UiPath: How to use OCR in real time?
Hari Prasad
5 mins
The Optical Character Recognition or OCR as commonly called, is the most used activity now a days for extracting the content from the website, image, scanned PDF, hand written text and so on.
Extracting information or data from images, scanned documents, or PDFs is a very tedious job. Normal activities are not recommended for extracting these types of inputs. OCR in real time uses a different methodology and approach for extracting the information. It’s advanced features allows user to transform paper documents and images into editable PDFs.
What are the types of OCRs?
There are mainly two types of OCRs available in UiPath Studio:
1. Microsoft OCR
2. Google OCR
These OCR's are available as the individual activities and also used internally in the screen scraping tool. You can select the required OCR according to the purpose, we will discuss about them in detail in this blog further.
Microsoft's OCR is known as MODI, and Google's OCR is called Tesseract. OCR is not limited to only these two types of OCR. You are free to use another type of OCR. There are different flavors of OCR available like third party activities.
OCR engines in UI Path
Microsoft OCR
Properties
Input
It accepts only the image variables on which we want to perform our OCR activities like GET OCR TEXT etc.,
Options
Extract Words - If this check box is selected, the on-screen position of each detected word is extracted.

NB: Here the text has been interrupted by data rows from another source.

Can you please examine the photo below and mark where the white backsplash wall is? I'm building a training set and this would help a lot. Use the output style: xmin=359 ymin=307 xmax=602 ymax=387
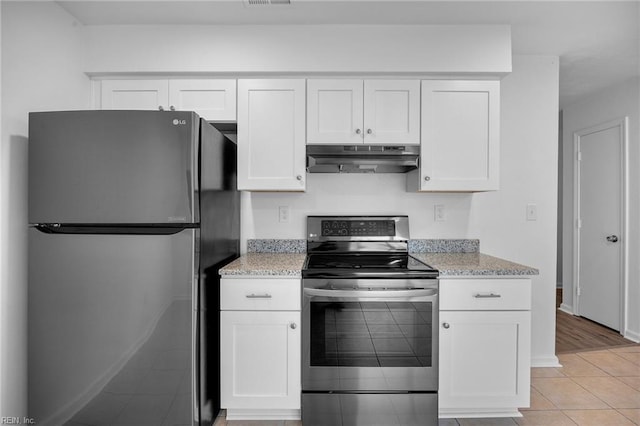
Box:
xmin=241 ymin=173 xmax=474 ymax=247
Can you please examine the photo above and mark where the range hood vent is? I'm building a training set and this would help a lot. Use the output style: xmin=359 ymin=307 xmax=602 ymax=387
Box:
xmin=306 ymin=145 xmax=420 ymax=174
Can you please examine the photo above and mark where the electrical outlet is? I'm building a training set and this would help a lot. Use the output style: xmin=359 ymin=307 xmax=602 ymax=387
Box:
xmin=526 ymin=204 xmax=537 ymax=221
xmin=434 ymin=204 xmax=446 ymax=222
xmin=278 ymin=206 xmax=290 ymax=223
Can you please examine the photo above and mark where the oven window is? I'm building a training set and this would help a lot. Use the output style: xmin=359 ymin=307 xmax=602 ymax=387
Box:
xmin=310 ymin=301 xmax=433 ymax=367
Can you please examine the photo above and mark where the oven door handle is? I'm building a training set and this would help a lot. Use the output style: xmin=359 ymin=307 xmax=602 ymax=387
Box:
xmin=303 ymin=288 xmax=437 ymax=299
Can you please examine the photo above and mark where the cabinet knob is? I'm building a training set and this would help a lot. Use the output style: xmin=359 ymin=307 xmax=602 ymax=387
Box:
xmin=355 ymin=129 xmax=362 ymax=135
xmin=158 ymin=106 xmax=164 ymax=111
xmin=170 ymin=105 xmax=176 ymax=111
xmin=290 ymin=323 xmax=297 ymax=330
xmin=606 ymin=235 xmax=619 ymax=243
xmin=367 ymin=129 xmax=373 ymax=135
xmin=424 ymin=176 xmax=431 ymax=182
xmin=296 ymin=175 xmax=303 ymax=181
xmin=442 ymin=323 xmax=450 ymax=329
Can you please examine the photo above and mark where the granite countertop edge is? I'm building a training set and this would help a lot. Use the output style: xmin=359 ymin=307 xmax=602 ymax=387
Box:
xmin=219 ymin=252 xmax=539 ymax=277
xmin=219 ymin=253 xmax=306 ymax=277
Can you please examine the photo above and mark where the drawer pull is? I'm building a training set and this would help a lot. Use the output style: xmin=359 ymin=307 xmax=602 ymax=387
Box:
xmin=474 ymin=293 xmax=502 ymax=299
xmin=246 ymin=293 xmax=272 ymax=299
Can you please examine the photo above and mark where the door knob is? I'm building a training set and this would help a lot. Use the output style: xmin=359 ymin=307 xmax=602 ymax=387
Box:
xmin=606 ymin=235 xmax=619 ymax=243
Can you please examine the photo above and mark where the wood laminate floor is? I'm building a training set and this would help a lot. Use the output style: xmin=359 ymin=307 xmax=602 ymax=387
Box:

Language - This is used to specify the language used in the image for better extraction. It should be mentioned with full name as "english" etc.,
Profile - The profile contains four options about what the image is
None - Does not apply a Pre processing profile.
Screen - Pre processing suitable for remote desktop applications .

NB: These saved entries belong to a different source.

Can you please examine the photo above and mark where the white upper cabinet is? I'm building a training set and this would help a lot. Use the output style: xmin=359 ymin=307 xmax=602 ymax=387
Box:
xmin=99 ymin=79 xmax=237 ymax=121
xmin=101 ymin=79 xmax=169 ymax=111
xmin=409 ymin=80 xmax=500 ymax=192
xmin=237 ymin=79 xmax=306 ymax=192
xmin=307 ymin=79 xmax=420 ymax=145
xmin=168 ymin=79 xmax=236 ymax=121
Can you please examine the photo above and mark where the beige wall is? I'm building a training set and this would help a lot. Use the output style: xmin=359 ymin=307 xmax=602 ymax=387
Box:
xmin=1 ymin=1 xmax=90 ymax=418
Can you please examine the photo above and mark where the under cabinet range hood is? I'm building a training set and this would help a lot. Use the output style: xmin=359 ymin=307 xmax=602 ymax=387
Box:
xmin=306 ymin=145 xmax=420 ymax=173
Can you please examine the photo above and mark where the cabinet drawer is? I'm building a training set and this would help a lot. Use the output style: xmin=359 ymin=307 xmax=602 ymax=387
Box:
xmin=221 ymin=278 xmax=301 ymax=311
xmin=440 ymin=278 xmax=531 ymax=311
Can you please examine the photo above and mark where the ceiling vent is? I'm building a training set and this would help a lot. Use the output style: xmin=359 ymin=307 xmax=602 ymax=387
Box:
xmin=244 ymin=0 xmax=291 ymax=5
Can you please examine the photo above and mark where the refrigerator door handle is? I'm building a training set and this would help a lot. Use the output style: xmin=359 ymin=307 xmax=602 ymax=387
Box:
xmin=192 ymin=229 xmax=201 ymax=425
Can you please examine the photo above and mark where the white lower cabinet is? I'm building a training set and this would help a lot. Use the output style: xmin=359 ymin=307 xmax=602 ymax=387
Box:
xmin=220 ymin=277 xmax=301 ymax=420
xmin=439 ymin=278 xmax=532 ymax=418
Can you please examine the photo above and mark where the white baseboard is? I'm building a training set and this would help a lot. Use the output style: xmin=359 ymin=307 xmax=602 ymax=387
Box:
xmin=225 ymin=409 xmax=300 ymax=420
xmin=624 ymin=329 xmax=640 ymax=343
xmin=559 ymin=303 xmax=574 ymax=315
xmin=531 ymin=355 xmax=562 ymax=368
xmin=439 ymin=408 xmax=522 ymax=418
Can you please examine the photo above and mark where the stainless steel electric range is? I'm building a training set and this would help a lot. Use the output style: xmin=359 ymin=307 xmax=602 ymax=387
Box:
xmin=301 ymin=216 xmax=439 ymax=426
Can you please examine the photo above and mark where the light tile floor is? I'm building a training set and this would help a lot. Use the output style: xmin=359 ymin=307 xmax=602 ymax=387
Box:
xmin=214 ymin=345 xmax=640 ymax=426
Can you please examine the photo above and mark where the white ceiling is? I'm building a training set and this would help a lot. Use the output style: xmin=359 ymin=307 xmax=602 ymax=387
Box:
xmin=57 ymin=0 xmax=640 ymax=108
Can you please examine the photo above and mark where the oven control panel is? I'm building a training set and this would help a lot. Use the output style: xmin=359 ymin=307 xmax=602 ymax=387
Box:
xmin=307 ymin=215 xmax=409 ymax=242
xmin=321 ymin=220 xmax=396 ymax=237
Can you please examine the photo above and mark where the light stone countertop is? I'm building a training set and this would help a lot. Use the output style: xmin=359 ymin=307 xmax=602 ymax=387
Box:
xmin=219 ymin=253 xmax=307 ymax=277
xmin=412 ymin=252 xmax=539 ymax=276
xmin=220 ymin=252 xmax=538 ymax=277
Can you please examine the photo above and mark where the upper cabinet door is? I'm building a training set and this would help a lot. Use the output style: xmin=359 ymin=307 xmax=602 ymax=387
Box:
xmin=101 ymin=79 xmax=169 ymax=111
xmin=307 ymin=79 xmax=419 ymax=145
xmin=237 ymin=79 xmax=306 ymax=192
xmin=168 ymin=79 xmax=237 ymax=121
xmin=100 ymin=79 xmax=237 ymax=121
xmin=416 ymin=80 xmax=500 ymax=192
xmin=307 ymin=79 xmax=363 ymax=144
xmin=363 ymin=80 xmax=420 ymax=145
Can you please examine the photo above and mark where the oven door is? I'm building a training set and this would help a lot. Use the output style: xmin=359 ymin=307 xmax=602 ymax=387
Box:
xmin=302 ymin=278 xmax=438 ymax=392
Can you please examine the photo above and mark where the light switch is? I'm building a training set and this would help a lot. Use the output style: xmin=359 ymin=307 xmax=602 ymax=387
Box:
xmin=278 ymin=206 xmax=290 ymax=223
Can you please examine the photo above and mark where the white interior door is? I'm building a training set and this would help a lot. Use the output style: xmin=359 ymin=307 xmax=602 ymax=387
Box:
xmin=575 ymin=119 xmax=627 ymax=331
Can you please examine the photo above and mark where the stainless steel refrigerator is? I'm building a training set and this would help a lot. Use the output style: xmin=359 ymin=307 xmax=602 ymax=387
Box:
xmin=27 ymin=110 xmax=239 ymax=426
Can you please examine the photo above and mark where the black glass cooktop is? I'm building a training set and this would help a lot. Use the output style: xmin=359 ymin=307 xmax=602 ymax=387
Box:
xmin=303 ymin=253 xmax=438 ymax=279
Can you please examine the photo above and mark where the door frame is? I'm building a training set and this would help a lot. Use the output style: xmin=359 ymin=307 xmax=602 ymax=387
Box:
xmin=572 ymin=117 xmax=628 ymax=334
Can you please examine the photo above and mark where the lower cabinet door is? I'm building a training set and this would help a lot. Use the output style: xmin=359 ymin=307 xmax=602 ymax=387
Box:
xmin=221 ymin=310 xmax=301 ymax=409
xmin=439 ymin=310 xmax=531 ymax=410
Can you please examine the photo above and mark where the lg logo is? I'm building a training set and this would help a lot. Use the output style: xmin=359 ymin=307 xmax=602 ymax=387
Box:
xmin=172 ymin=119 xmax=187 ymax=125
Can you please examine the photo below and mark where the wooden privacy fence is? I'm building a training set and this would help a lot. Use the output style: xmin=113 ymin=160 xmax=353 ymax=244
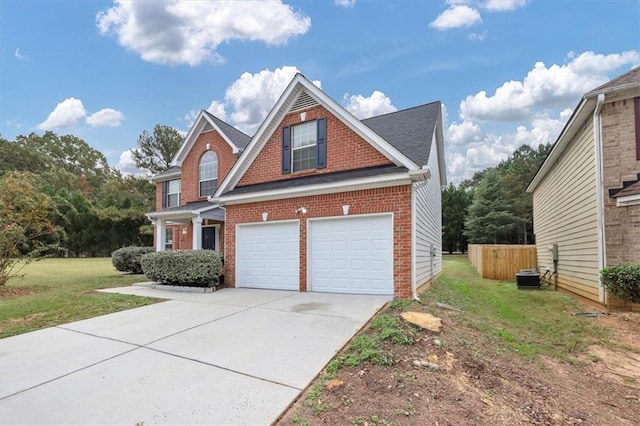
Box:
xmin=468 ymin=244 xmax=537 ymax=280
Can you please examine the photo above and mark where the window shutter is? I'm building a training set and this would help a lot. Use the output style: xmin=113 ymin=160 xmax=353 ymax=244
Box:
xmin=161 ymin=181 xmax=167 ymax=208
xmin=635 ymin=97 xmax=640 ymax=160
xmin=282 ymin=126 xmax=291 ymax=174
xmin=317 ymin=117 xmax=327 ymax=169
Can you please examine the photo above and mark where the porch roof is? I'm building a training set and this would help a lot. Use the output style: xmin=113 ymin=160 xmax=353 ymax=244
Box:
xmin=146 ymin=201 xmax=223 ymax=222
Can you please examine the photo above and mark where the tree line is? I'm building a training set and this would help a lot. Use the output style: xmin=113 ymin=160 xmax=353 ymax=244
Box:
xmin=442 ymin=143 xmax=552 ymax=253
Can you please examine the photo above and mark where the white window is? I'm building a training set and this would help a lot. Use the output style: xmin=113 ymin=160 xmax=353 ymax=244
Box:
xmin=292 ymin=121 xmax=317 ymax=172
xmin=165 ymin=228 xmax=173 ymax=250
xmin=199 ymin=151 xmax=218 ymax=197
xmin=167 ymin=179 xmax=181 ymax=208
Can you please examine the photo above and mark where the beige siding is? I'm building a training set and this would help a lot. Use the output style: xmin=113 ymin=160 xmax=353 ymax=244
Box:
xmin=414 ymin=133 xmax=443 ymax=287
xmin=533 ymin=121 xmax=600 ymax=301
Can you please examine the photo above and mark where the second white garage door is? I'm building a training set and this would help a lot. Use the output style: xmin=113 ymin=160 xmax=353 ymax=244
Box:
xmin=236 ymin=221 xmax=299 ymax=290
xmin=308 ymin=214 xmax=394 ymax=295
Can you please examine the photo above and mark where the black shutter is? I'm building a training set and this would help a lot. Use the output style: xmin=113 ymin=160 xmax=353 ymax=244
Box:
xmin=161 ymin=181 xmax=167 ymax=208
xmin=316 ymin=117 xmax=327 ymax=169
xmin=282 ymin=126 xmax=291 ymax=174
xmin=635 ymin=97 xmax=640 ymax=160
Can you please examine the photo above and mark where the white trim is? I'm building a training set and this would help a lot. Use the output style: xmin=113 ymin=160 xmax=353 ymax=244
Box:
xmin=172 ymin=111 xmax=240 ymax=167
xmin=411 ymin=183 xmax=417 ymax=300
xmin=146 ymin=204 xmax=223 ymax=220
xmin=616 ymin=194 xmax=640 ymax=206
xmin=213 ymin=173 xmax=412 ymax=205
xmin=306 ymin=213 xmax=394 ymax=294
xmin=150 ymin=169 xmax=181 ymax=183
xmin=593 ymin=93 xmax=606 ymax=303
xmin=527 ymin=97 xmax=596 ymax=192
xmin=214 ymin=74 xmax=419 ymax=198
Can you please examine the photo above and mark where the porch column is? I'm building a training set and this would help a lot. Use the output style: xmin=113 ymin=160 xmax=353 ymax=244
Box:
xmin=156 ymin=219 xmax=166 ymax=252
xmin=192 ymin=216 xmax=203 ymax=250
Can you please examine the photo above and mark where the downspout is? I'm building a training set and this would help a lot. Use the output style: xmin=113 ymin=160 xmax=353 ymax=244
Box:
xmin=593 ymin=93 xmax=606 ymax=303
xmin=409 ymin=167 xmax=431 ymax=301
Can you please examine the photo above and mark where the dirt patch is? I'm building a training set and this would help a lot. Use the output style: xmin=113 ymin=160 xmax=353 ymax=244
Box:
xmin=0 ymin=285 xmax=47 ymax=298
xmin=278 ymin=307 xmax=640 ymax=426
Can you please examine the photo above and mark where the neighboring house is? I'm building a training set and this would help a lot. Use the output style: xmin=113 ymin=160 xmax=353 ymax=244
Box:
xmin=527 ymin=67 xmax=640 ymax=308
xmin=147 ymin=73 xmax=446 ymax=298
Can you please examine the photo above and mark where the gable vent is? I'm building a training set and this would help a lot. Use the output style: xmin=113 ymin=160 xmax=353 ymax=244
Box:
xmin=290 ymin=91 xmax=319 ymax=112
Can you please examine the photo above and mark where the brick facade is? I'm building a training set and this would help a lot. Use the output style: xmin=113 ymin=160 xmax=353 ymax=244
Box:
xmin=223 ymin=185 xmax=413 ymax=298
xmin=153 ymin=129 xmax=237 ymax=254
xmin=237 ymin=105 xmax=393 ymax=187
xmin=602 ymin=95 xmax=640 ymax=265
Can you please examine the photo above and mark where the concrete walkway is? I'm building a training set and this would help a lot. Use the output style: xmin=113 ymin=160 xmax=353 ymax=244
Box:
xmin=0 ymin=286 xmax=390 ymax=425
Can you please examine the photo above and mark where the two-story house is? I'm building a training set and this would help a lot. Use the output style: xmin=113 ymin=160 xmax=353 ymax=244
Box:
xmin=528 ymin=67 xmax=640 ymax=309
xmin=148 ymin=73 xmax=446 ymax=299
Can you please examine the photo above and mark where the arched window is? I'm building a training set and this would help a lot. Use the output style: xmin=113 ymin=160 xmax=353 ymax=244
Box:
xmin=199 ymin=151 xmax=218 ymax=197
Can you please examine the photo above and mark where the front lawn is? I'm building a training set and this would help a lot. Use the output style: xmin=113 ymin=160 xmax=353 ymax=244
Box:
xmin=0 ymin=258 xmax=161 ymax=338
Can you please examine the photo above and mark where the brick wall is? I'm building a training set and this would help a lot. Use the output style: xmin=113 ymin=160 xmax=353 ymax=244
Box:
xmin=602 ymin=96 xmax=640 ymax=265
xmin=181 ymin=130 xmax=239 ymax=203
xmin=238 ymin=105 xmax=393 ymax=187
xmin=224 ymin=185 xmax=413 ymax=298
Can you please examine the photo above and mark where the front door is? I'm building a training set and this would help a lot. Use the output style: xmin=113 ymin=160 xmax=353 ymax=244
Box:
xmin=202 ymin=227 xmax=216 ymax=250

Scan - Pre processing suitable for scanned files.
Legacy - Uses the engine's default settings for Pre processing images, this is the default option.
Scale - The scaling factor of the selected UI element or image. The higher the number is, the more you enlarge the image. This can provide a better OCR read and it is recommended with small images.
Output
Text - The extracted string. This field supports only String variables.

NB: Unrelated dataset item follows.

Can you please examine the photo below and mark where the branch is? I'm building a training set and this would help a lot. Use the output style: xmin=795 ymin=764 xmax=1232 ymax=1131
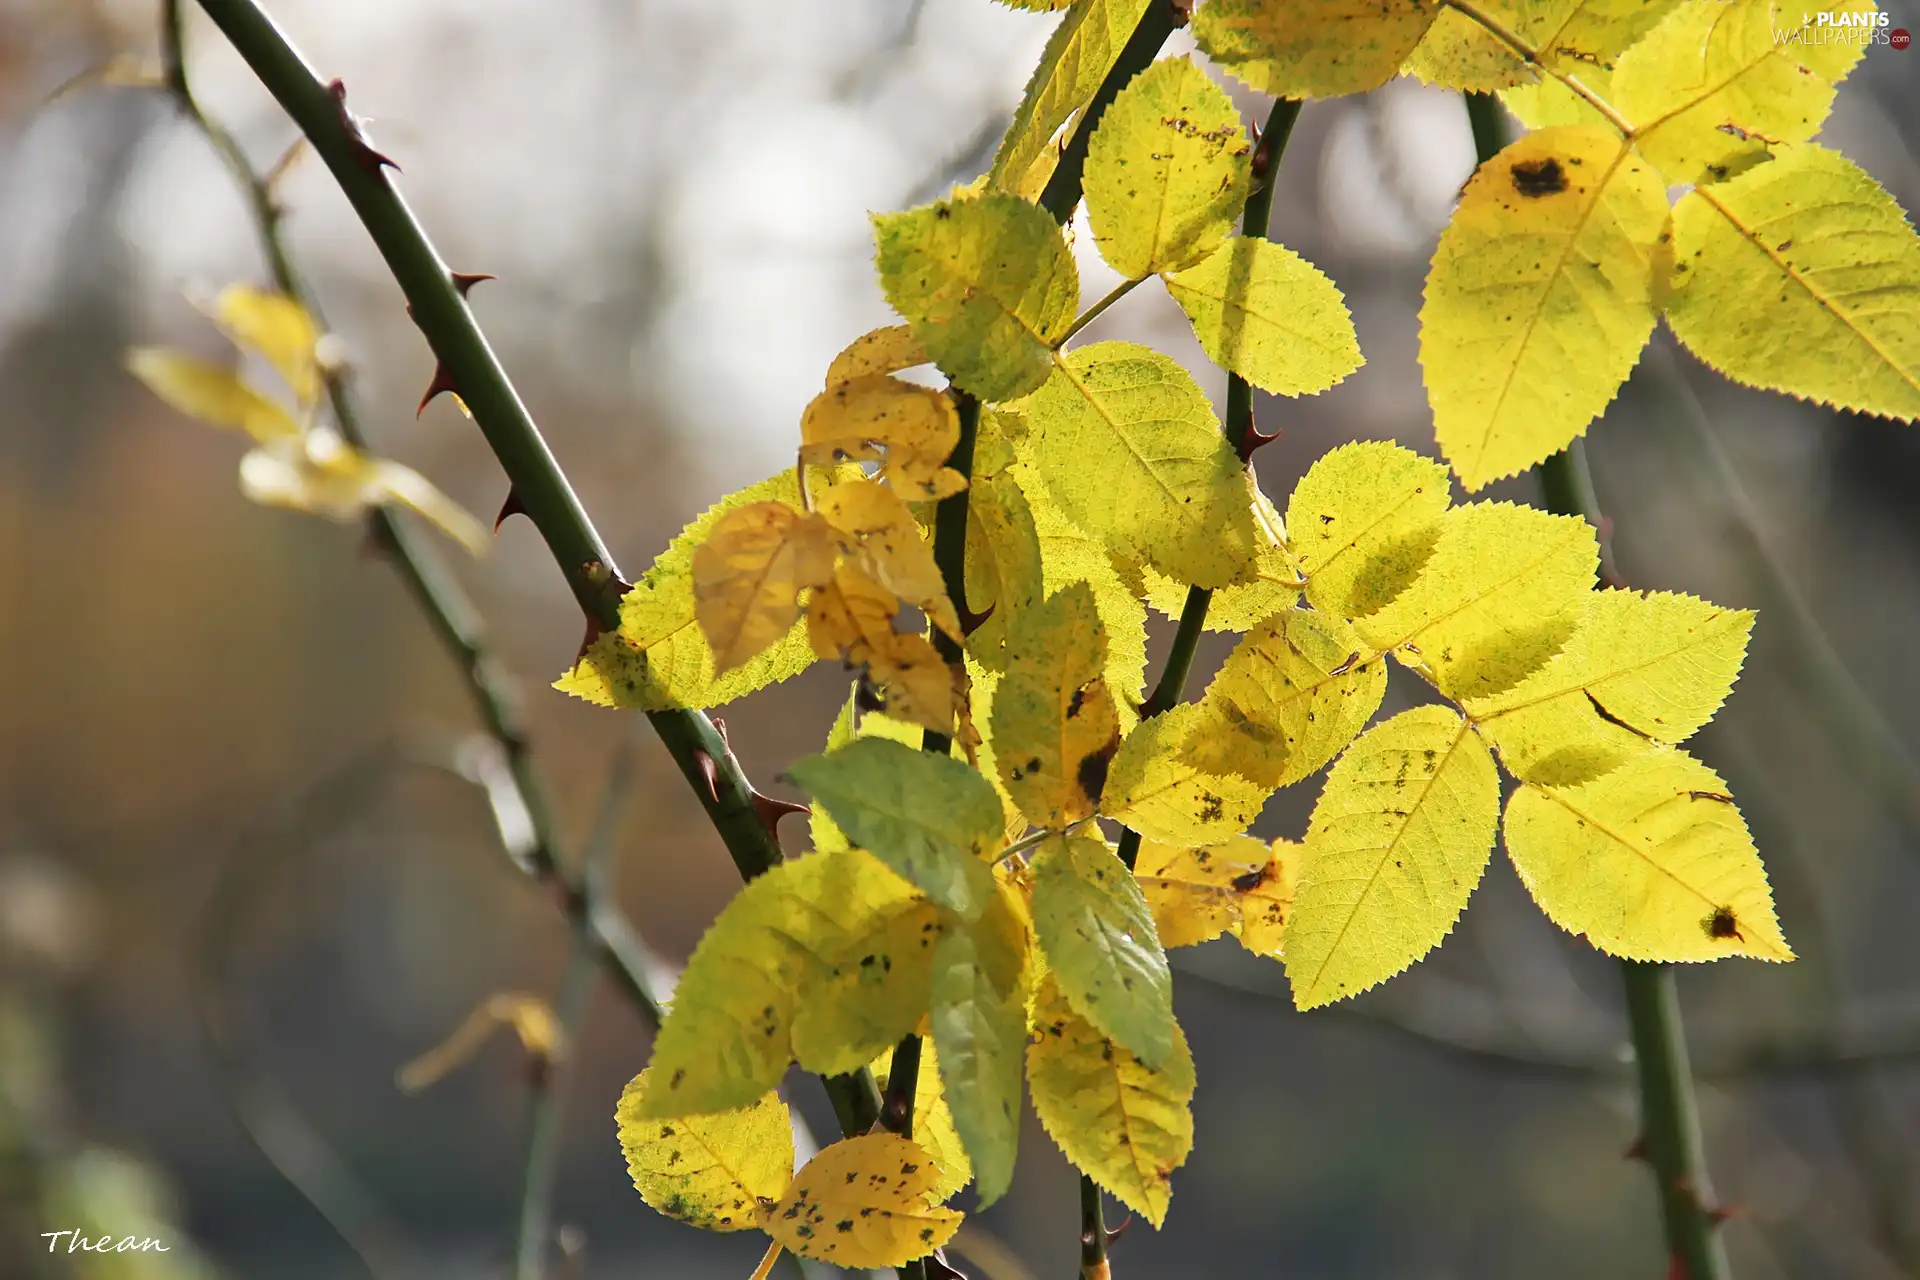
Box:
xmin=185 ymin=0 xmax=883 ymax=1139
xmin=1442 ymin=0 xmax=1633 ymax=135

Result - The extracted words along with their on-screen position. This field supports only KeyValuePair <rectangle, string>variables.
My experience
Multiple languages are supported by default.
It is suitable for extracting text from a large area and works very fine if the scale is increased.
Google OCR
Google's OCR is called Tesseract.
The properties of the Tesseract OCR are same as the Microsoft OCR but some more options are given for Tesseract OCR Engine.
Options
Allowed Characters - The OCR engine extracts the given string according to the characters specified here.
Denied Characters - The OCR engine extracts the given string without taking into account the characters specified here.
Invert - If this check box is selected, the colors of the UI element are inverted before scraping. This is useful when the background is darker than the text color.
These are the other options available for Tesseract OCR which are not present for Microsoft OCR.
My experience
Multiple language support can be added in Google OCR.
Suitable for extracting the text from a small area.
It has full support for color inversion.
It can filter only allowed characters.
Microsoft Azure Computer Vision OCR
This OCR uses the Microsoft Azure Computer Vision OCR engine for extracting the Specified string from the image.
This OCR engine is capable of extracting the text even if the image is non classified image like contains hand written text, graphs, images etc.,
Logon
API Key - The API key used to provide you access to the Microsoft Azure Computer Vision OCR. This OCR engine requires to have the azure account for accessing the computer vision features.
End Point - The endpoint associated with your Microsoft Azure Computer Vision OCR API key. This field supports only strings and String variables.
Options
HandWriting Recognition - This is a Boolean check box, If this is checked then the OCR engine will extract the hand written text in the image. If unchecked it will ignore the hand written text.
My experience
It works perfectly for the classified images without any issues.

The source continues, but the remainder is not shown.